By Oluwagbenga
Bankole
Former Petroleum Minister Chief Philip Asiodu has attributed
the challenges in the Nigerians oil and gas industry to the non-passage of the
Petroleum Industry Bill (PIB)
The PIB is an act to establish the legal and regulatory
framework, institutions and regulatory authorities for the Nigerian petroleum
industry, to establish guidelines for the operation of the upstream and
downstream sectors, and for purposes connected with the same.
The consultations and process of preparing the Bill started
as long ago as year 2000. The intention with the PIB is to create with a single
legislation the basis for regulating more efficiently all aspects of the oil
and gas industry in Nigeria.
Speaking at the recently at the 5th annual
lubricant summit in Lagos, Asiodu said that the oil industry in Nigerian is suffering
from the consequences of decisions not taken over the past two decades and more
particularly over the past ten years since the Petroleum Industry Bill (PIB)
was first mooted and later introduced to the National Assembly in 2008.
According to him, a Federal Government publication in 2009
states that the bill is meant to
“combine 16 different Nigerian petroleum laws in a single transparent and
coherent document, adding that this is the first time that such a large-scale
consolidation has happened anywhere in the world.

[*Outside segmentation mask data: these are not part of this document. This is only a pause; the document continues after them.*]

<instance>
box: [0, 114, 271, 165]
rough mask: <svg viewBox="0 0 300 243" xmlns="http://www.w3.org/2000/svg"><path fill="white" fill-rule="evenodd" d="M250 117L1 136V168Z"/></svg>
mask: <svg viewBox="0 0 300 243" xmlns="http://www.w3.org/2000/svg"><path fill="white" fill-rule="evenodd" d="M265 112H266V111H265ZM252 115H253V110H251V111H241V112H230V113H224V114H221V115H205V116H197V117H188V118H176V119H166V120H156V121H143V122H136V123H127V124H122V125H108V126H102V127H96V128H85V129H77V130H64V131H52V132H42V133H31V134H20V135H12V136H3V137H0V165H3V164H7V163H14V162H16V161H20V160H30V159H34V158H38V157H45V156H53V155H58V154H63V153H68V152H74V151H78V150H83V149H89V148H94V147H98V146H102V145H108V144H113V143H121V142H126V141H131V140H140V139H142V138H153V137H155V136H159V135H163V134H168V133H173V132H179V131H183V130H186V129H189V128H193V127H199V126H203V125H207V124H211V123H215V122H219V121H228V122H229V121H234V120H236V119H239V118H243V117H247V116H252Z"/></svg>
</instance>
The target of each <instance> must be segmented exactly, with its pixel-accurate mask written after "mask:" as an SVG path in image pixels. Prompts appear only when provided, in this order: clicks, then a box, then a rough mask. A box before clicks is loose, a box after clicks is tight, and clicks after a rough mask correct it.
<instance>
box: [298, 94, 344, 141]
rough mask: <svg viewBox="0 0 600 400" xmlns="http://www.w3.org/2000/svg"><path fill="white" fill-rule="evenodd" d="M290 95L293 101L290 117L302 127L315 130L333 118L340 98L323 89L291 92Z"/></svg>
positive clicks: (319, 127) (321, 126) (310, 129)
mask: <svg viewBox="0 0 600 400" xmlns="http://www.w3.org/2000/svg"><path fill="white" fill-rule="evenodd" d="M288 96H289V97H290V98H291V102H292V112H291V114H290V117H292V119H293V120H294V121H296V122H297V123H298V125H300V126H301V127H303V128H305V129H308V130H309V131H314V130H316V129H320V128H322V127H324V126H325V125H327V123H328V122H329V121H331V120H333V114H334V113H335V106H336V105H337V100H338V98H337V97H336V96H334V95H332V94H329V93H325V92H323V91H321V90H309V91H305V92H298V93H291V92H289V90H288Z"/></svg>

Asiodu who said that the PIB is
meant to ensure improved revenues for Nigeria while at the same time keeping
Nigeria internationally competitive and attractive to investors in upstream and
downstream sectors of the industry, also said that it is a sad fact that many
important decisions have been held up for more than a decade and some major
investments consequently diverted to other countries.
He noted that the country suffered very costly losses of
revenues over the past decades of delays and policy reversals in the management
of our oil and energy resources.
“Some of the critical issues which have remained unresolved
for years due to the passage of the bill
are, underfunding of Joint Ventures of NNPC and IOCs, the Government
persistently failing to meet its CAPEX and OPEX funding obligations, failure to
agree on appropriate pricing for gas, refineries and marketing of petroleum products,
delays in renewal of OMLs, Auctioning of Concessions and appropriate pricing of
petroleum products and petroleum subsidy,” he said.
He therefore lamented that he can
see no rational explanation for not negotiating within the existing contracts
to optimise Nigeria’s revenues up to the targets hoped for using PIB or at
least up to the more favourable terms obtained by later entrants in the deep water
theatre, while waiting for the new PIB to become law.